Ma Luigi non ci sta e replica: «A prescindere da quello che ci porta a uno scontro tra noi, veri lavoratori della sanità, precari e non, quello che vorrei si capisse è che questa nostra regione ha ridotto la sanità in uno stato pietoso, ha voluto fortemente evitare di stabilizzare o promuovere la mobilità o concorsi anche perché avere persone che hanno bisogno del politico di turno non ha fatto altro che rendere il politico stesso “padrone degli uomini”. E’ così che noi ci sentiamo: nuovi schiavi di questo mondo lavorativo».

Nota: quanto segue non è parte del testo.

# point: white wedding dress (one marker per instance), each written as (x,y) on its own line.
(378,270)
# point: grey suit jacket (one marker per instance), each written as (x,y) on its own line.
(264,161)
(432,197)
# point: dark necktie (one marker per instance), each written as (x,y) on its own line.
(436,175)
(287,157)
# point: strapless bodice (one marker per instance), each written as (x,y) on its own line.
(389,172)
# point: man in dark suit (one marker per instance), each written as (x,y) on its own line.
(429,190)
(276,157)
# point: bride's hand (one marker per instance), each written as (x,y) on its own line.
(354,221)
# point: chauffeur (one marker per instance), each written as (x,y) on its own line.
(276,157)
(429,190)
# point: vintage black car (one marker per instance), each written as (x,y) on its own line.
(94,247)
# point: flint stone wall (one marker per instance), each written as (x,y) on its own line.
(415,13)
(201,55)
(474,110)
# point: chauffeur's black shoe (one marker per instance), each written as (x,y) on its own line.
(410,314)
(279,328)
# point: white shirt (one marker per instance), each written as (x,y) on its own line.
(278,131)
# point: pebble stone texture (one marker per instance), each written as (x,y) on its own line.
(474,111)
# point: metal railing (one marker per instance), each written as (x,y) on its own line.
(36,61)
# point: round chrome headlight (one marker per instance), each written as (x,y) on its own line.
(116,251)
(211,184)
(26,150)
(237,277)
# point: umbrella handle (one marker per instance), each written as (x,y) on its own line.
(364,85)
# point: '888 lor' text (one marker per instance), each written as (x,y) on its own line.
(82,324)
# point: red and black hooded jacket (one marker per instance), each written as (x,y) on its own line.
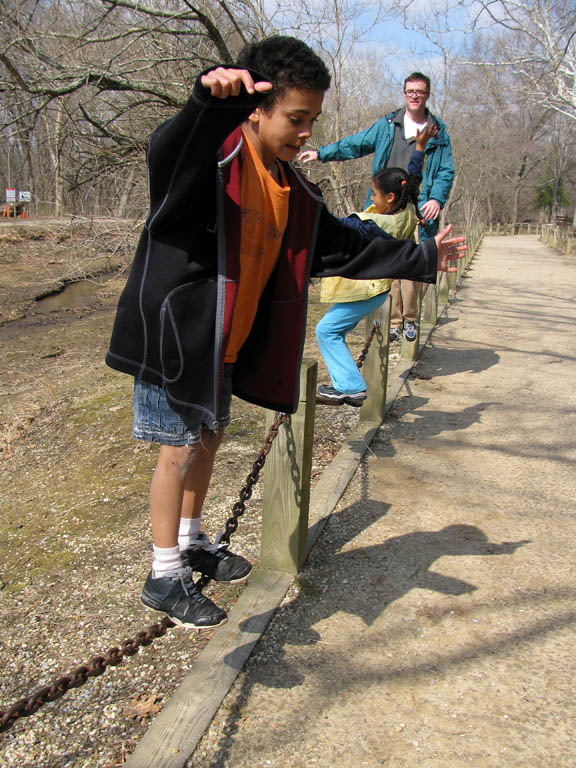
(174,315)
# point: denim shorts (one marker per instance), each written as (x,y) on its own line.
(156,422)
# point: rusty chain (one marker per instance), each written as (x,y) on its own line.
(114,656)
(252,478)
(95,667)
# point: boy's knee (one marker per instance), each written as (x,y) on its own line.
(209,440)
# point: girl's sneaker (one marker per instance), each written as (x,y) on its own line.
(330,396)
(216,561)
(176,595)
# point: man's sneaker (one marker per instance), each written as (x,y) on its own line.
(216,561)
(409,331)
(177,596)
(330,396)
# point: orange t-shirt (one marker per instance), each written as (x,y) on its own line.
(263,221)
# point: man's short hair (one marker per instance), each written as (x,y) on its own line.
(287,63)
(417,76)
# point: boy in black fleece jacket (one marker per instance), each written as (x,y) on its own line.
(216,299)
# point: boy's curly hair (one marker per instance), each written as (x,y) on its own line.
(288,63)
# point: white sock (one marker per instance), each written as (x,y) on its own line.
(190,527)
(166,560)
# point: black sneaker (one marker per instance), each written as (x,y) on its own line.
(330,396)
(216,562)
(409,331)
(176,595)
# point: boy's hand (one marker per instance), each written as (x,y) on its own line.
(430,209)
(429,131)
(227,82)
(449,249)
(308,156)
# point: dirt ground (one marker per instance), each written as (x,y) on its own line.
(74,540)
(434,622)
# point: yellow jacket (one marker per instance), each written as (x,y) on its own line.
(335,290)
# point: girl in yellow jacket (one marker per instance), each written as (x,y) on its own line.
(394,211)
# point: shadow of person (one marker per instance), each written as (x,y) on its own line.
(364,581)
(447,362)
(427,423)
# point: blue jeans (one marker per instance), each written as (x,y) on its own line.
(331,336)
(156,422)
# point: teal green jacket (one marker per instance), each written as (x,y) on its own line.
(438,173)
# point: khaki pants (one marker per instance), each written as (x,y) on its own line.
(404,296)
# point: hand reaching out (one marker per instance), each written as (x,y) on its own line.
(224,82)
(430,209)
(428,132)
(449,249)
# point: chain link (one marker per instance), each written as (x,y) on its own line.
(95,667)
(252,478)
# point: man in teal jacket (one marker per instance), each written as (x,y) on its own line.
(391,140)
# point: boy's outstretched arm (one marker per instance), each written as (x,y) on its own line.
(449,249)
(224,82)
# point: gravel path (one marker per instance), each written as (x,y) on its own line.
(434,624)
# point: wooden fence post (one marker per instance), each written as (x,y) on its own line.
(409,349)
(286,487)
(375,368)
(429,312)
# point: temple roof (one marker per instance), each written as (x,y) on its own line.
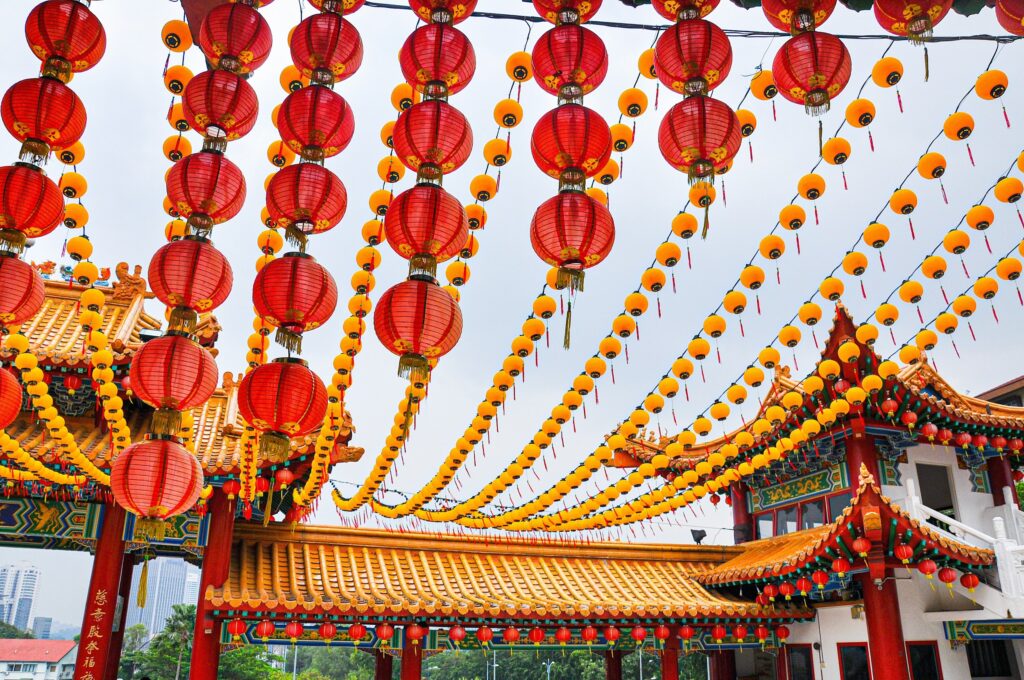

E c’è anche chi scrive per raccontare di essere in graduatoria ma non di avere chance: «Vorrei precisare in merito al discorso delle 800 persone in graduatoria... a quelli che si lamentano che sono dieci anni che lavorano come precari con avviso pubblico, che dovrebbero ben sapere come mai sono sempre e solo loro a lavorare. In una graduatoria di avviso pubblico, l’aver lavorato in precedenza sempre presso una Asl procura punteggio così che a lavorare saranno sempre gli stessi visto che quando tocca agli ultimi della graduatoria (senza raccomandazione o aiutino) puntualmente e casualmente la graduatoria scade e se ne indice una nuova con il solito risultato, e cioè che chi ha appena finito l’incarico vecchio...ricomincia con il nuovo. E quelli in fondo alla vecchia graduatoria? rimangono perennemente in fondo perché, nella nuova graduatoria, non avranno accumulato punteggio. Ora, dico io, facciamola scorrere questa graduatoria almeno per una volta fino alla fine così che tutti potremmo poi concorrere ad armi pari per uno sperato concorso!»
La situazione è critica, i nodi di decenni di superficialità e leggerezza vengono al pettine di colpo, nell’epoca dello sfascio totale e dei tagli drastici.